2.3 Image classification

Applying and adapting machine learning techniques to support solving tasks in the context of preserving the cultural heritage is a growing field of research. Many works address image-based classification of artworks by training an image classifier on the basis of images with known class labels to make predictions for images with unknown properties [21]. First works investigate classical machine learning approaches aiming to predict characteristics of a depicted painting [3]. In [7], one-versus-all Support Vector Machines are trained based on HOG features (histograms of oriented gradients, [16]) of images showing paintings, with the goal to predict the artist of the painting.

Instead of training a classifier to predict variables based on handcrafted image features, Convolutional Neural Networks (CNNs) allow for simultaneously learning features from given input images as well as learning a mapping of these features to class scores based on labeled training images [35, 36]. Thus, a trained CNN can be used to predict a class label for an object with unknown properties from an image depicting that object. CNN-based classifiers are also applied in many works addressing attribute prediction for depicted objects in the context of cultural heritage, where the focus is on making predictions for images showing paintings [11, 52]. In [58], the artist, the genre as well as the style of a painting are learned by means of a variant of AlexNet [35], achieving on average 68.3% correctly classified images for the three variables using the WikiArt dataset (http://www.wikiart.org/). Investigating the prediction of a painting’s artist, Sur and Blaine [57] obtain 82.5% overall accuracy on the Rijksmuseum dataset [44] utilizing a ResNet18 [26]. In both cases, there is one CNN per classification task, and network weights pre-trained on a variant of the ImageNet dataset [17] are used to improve the classification performance.

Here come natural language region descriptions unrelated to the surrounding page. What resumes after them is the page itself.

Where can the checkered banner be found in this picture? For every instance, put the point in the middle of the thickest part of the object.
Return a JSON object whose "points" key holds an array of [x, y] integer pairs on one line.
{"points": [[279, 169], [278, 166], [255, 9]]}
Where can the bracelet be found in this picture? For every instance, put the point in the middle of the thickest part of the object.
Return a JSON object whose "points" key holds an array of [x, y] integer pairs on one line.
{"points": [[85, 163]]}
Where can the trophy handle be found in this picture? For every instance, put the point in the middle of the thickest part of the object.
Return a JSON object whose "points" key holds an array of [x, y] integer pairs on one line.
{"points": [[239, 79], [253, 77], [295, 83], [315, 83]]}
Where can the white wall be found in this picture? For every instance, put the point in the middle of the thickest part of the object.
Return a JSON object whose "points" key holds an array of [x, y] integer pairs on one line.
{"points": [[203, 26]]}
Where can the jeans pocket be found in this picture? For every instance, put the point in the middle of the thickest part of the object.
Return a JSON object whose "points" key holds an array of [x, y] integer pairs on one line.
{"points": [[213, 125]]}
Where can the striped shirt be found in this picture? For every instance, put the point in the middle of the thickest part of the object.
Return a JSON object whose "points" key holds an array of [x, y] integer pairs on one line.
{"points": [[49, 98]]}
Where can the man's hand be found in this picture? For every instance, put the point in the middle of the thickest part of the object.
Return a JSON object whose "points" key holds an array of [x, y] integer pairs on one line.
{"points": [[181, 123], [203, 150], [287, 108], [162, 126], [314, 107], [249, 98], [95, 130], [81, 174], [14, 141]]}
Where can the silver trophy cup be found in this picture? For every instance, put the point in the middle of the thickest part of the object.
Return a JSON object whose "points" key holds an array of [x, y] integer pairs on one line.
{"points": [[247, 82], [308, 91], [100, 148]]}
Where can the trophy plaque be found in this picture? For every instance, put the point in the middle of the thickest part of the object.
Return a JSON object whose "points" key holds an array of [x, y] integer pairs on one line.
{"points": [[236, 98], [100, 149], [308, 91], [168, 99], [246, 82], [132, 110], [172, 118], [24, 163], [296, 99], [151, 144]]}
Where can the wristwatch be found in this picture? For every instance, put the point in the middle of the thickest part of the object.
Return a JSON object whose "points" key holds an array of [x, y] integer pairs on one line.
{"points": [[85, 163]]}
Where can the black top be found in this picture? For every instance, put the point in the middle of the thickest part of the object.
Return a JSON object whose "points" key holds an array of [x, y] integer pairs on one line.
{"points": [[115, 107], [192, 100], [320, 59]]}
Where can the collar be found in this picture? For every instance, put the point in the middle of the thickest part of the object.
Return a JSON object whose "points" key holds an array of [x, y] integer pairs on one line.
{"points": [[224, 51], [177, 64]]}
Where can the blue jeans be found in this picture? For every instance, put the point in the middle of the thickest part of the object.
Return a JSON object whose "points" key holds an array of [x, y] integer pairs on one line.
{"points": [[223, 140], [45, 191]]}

Instead of training a separate CNN per task to be learned, the concept of multitask learning aims to exploit interdependencies between related tasks by means of jointly learning them in one network and, thus, to improve the network’s performance in solving the individual tasks [10]. Multi-task learning for CNNs is addressed in many recent works [15] investigating different strategies for combining the training of several tasks. In the domain of cultural heritage, the most frequently used strategy applies a feature extraction network producing a high-level image representation that is shared among all tasks and which is processed by additional task-specific layers designed to solve the individual classification tasks, e.g., [5, 25, 56]. These works do not only perform multitask learning for predicting characteristics of paintings on the basis of images, they also make use of pre-trained CNNs for the shared feature extraction network.

In contrast to all works cited so far, which are dedicated to the classification of paintings, we address the CNN-based classification of images of silk fabrics. Even though there are papers dealing with the CNN-based classification of images of textiles, e.g. [29, 43, 48, 61], distinguishing different textile patterns, no work could be found addressing the classification of images of fabrics in the context of cultural heritage except for our previous one. The image classification network presented in this paper can be seen as an expansion of [20], aiming to predict different properties of silk fabrics; the network takes images of silk fabrics as input, where a high-level image representation produced by a fine-tuned ResNet [27] is shared among all task-specific classification branches that deliver the predictions. In contrast to [20] as well as [5, 25, 56], we adapt the training of the network weights such that hard training examples get a higher impact on the weight updates. In this way we want to deal with the problem of class imbalance in the training data, aiming to improve the classification performance for underrepresented classes. For that purpose, we combine a variant of the focal loss [38] with the multi-task softmax cross entropy loss used in [20], leading to a training strategy that focuses on hard training examples in a multi-task scenario while allowing for missing class labels at training time for some of the tasks to be learned. Furthermore, we investigate the prediction of four variables instead of three like in [20] and evaluate our methodology on a much larger dataset consisting of images from several museum collections instead of one collection only.

2.4 Text classification

Much of the recent work in natural language processing has focused on fine-tuning large transformer neural networks [59] pretrained as language models such as BERT [18] and RoBERTA [41]. The most common approach is to add a task-specific head to the pretrained transformer to create the final model architecture. The full model is then trained on the task specific data. This is the process that is called fine-tuning. On most natural language processing (NLP) tasks, some variation of this approach provides the best results. Previously, many multilingual and cross-lingual artificial intelligence approaches to text used pretrained and aligned word-embeddings, such as the aligned fastText embeddings [8, 30]. But similarly to the overall trend in NLP, recent approaches have also moved towards using fine-tuning of pretrained transformers. Our work follows this trend, we fine-tune the pretrained XLM-R [14]. Multitask models are often very desirable from a practical perspective: a single model is easier to deploy and maintain, offers faster inference and occupies less space in memory when compared to multiple models. Further, multitask learning can often result in measurable improvements [9]. [40] showed that multitask training of BERT improved results across several tasks.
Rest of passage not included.